El Niño and La Niña are both known to have global impacts on weather, from severe flooding to droughts and wildfires – impacting economies in every country. El Niño is a warming of the ocean in the tropical Pacific over a year, while La Niña is a cooling in this region. But not all El Niños and La Niñas are the same: some are stronger than others, and they can arise in different locations in the Pacific Ocean.
Tandon says the movement of heat by the CEC may help explain this range of behaviour and improve our ability to predict year-to-year changes in weather patterns. Such improvements would benefit countries around the globe across a broad range of sectors, including agriculture, transportation, emergency response services, hydroelectric utilities and the insurance industry.
“When scientists see that there’s going to be a strong El Niño or a strong La Niña, everybody pays attention because no country is unaffected by that,” said Tandon. “If we can make any incremental step in improving our prediction of the impact of El Niño or La Niña, that has benefits for everybody in terms of being able to prepare for consequences such as severe flooding or droughts.”
Tandon and lead author Devanarayana Rao, a master’s student in Tandon’s lab, examined the CEC using multiple data sets.
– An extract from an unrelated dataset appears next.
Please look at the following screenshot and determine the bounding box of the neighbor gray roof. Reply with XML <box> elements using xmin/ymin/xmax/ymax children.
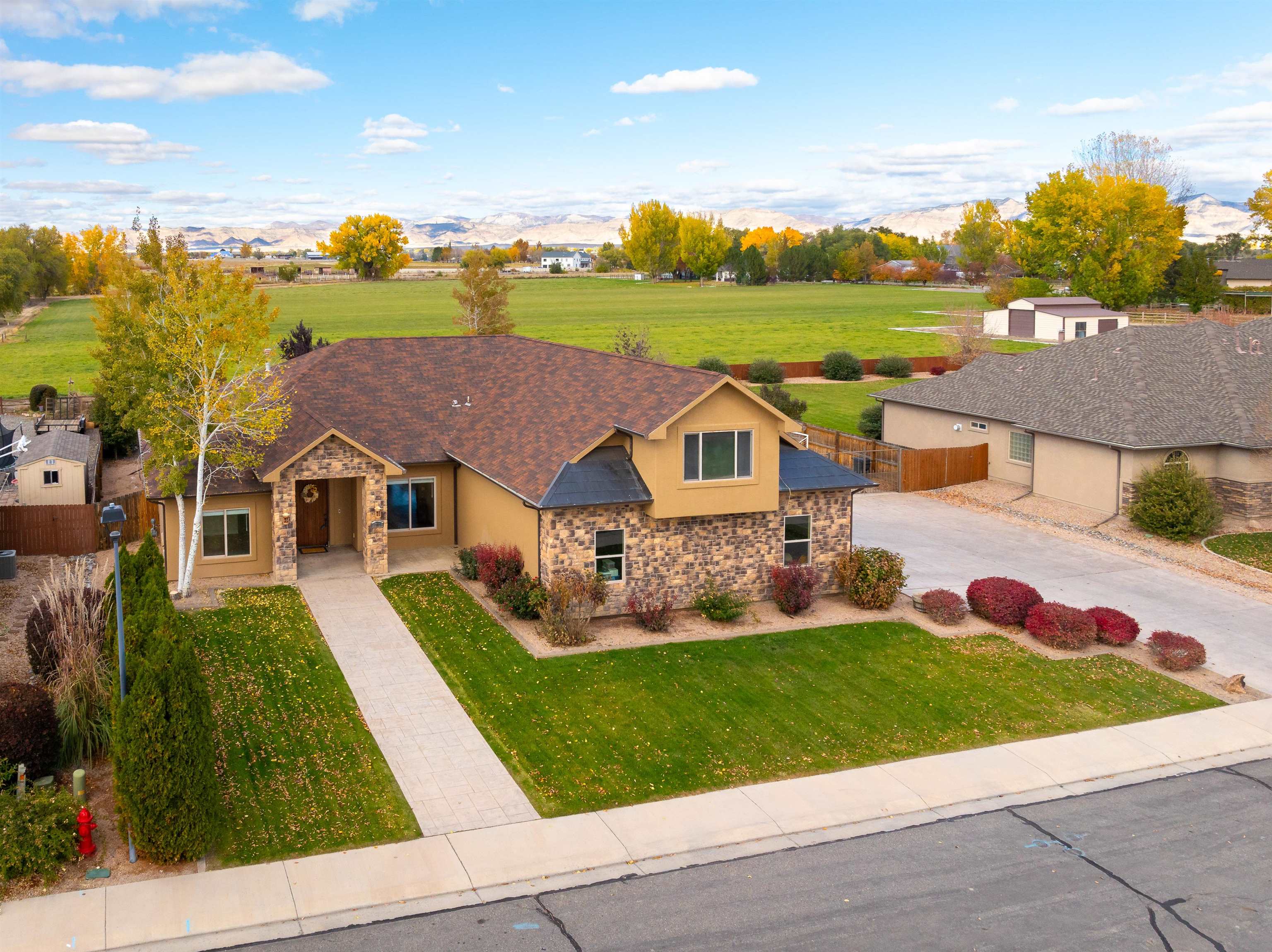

In the study, the team analyzed relationships between physical quantities to illustrate what this circulation looks like and why this circulation exists. Their analysis found that the CEC arises from the following sequence of events:
- year-to-year changes in winds generate changes in the density of ocean water north and south of the equator in the Pacific;
- these density changes generate changes in pressure north and south of the equator;
- these pressure changes in turn generate a flow of water across the equator in the upper ocean; and
- this flow in the upper ocean generates waves that extend to the deep ocean, where they drive flow in the opposite direction across the equator.
“This research is a part of ongoing efforts to improve our understanding of the climate system and to develop real-world solutions to the ongoing climate crisis,” said Rao. “In general, most [previous] studies focused on deep ocean circulation in the Atlantic Ocean, which is projected to have a ‘slowing down’ in the next 100 years. But, here, in the Pacific, the year-to-year variability of the deep ocean is much stronger than in the Atlantic, which can potentially influence the global weather patterns, the deep oceanic carbon reserve and marine habitat.”
“I think an important next step in this research would be to start looking at the models that we use to predict El Niño and La Niña, and specifically focus on what are those models doing as far as the CEC,” said Tandon. “If they’re doing something very different from what is actually observed, then what are the consequences? If we correct what the model is doing, does that lead to a better prediction?”
The study is published in the American Geophysical Union’s Journal of Geophysical Research: Oceans.